Other than the noticeable swelling on the top of Yasiel Puig's left hand, there was no indication anything was wrong.
Puig smiled. He playfully rolled his eyes. He joked.
"I'm not worried about what's happening right now," he said.
But the Dodgers have scored three runs or less in each of their last six games, the most recent a 4-2 loss to the St. Louis Cardinals on Saturday at Busch Stadium. The loss was their second to the Cardinals in as many days.
Puig has only one home run in his last 44 games. Now, he has a swollen left hand, courtesy of a misfired third-inning curveball by starter Joe Kelly, the same pitcher who fractured Hanley Ramirez's ribs with an inside fastball in the National League Championship Series last year.
Puig remained in the game until the eighth inning, when Matt Kemp pinch-hit for him with a man on second. Kemp struck out, but the Dodgers averted the worst-case scenario: X-rays on Puig's hand were negative.
Puig, who was 0 for 1 with a walk, said he was uncertain whether he would play Sunday in the series finale.
"I'll keep icing and see what happens," he said.
Puig absolved Kelly of any wrongdoing, saying there was no chance the hard thrower struck him on purpose.
"No, no, no," Puig said. "That's baseball. They were winning 4-0. There was no point in them hitting me."
Puig was batting a season-best .349 on May 25. In his 46 games since then, he has hit .267.
"They're pitching me tough," he said. "But not just to me, to the whole team. We haven't scored many runs. There are still plenty of games. We know we'll finish the second half will go well."
Asked whether he was certain he could regain his early-season form, Puig laughed and replied, "Like May, yes, but April, no. I was the player of the month in May. In April, I was lost."
Through April 30, he was batting .276. He responded by hitting .398 with eight home runs and 25 runs batted in the next month.
Puig said playing in the All-Star game last week provided him with an emotional lift and that he was particularly proud to share the stage with four other Cubans: Yoenis Cespedes of the Oakland Athletics, Aroldis Chapman of the Cincinnati Reds, and Jose Abreu and Alexei Ramirez of the Chicago White Sox.
"I have to keep working hard to return there another year," Puig said. "Those are the things that motivate you as you try to go ahead."
Puig smiled and looked up the clubhouse ceiling when asked about his debacle in the Home Run Derby. He didn't hit any home runs.
Puig's first swing in the competition was a check swing. Had he kept the bat on his shoulder, the pitch wouldn't have counted as one of his seven outs.

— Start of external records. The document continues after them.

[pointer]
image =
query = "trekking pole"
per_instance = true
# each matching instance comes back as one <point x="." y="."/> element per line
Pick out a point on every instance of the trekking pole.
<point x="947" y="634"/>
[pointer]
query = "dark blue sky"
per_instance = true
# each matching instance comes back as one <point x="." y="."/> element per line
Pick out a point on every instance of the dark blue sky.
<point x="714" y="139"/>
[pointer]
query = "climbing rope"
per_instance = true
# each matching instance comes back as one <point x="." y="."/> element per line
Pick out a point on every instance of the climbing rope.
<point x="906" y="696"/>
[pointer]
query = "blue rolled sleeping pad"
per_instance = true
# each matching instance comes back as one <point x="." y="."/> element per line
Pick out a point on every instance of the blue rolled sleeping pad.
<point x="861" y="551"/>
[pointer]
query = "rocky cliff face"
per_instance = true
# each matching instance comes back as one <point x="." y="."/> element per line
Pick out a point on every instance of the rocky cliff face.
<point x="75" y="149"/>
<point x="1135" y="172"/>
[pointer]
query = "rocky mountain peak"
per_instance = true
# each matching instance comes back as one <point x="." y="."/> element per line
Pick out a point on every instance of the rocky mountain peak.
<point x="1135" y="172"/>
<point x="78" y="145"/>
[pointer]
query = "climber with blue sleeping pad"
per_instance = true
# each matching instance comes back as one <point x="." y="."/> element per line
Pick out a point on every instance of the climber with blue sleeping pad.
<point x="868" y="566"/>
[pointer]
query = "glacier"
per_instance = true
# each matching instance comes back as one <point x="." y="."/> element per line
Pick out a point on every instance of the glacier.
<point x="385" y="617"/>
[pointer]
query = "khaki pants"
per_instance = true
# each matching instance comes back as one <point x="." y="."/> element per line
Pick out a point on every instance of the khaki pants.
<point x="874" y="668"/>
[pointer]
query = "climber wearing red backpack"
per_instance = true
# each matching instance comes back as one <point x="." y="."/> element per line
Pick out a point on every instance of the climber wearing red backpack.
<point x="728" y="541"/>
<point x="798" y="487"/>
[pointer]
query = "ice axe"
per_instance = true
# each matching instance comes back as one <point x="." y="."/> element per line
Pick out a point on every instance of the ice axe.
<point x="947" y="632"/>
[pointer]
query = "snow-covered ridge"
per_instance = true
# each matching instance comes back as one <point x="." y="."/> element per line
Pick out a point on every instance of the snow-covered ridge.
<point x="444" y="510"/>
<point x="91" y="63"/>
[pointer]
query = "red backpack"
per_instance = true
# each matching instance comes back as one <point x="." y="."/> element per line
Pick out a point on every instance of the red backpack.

He said he knew the rules.
"I rushed a little," he said.
Smiling and gesturing with his hands, Puig continued, "If they choose me again, whether it's next season or in 2016, I'll do better."
Puig was similarly upbeat when talking about the Dodgers.
Initially, he disputed the team's offense was stalled.
"It's been two games," he said.
The Dodgers were also limited to two runs in the series opener Friday.
Reminded how the Dodgers scored only seven runs in a four-game series against the San Diego Padres in the days leading up to the All-Star break, Puig replied, "We didn't score much, but we won. So it's not that bad."
He's right. The Dodgers won three games in that series.
"We're getting to where we want to be, little by little," he said. "We're close.
"We'll see what happens in the second half of the season. I know it will be a lot better for me and for the rest of the team. We know where we're trying to get, the playoffs and the World Series."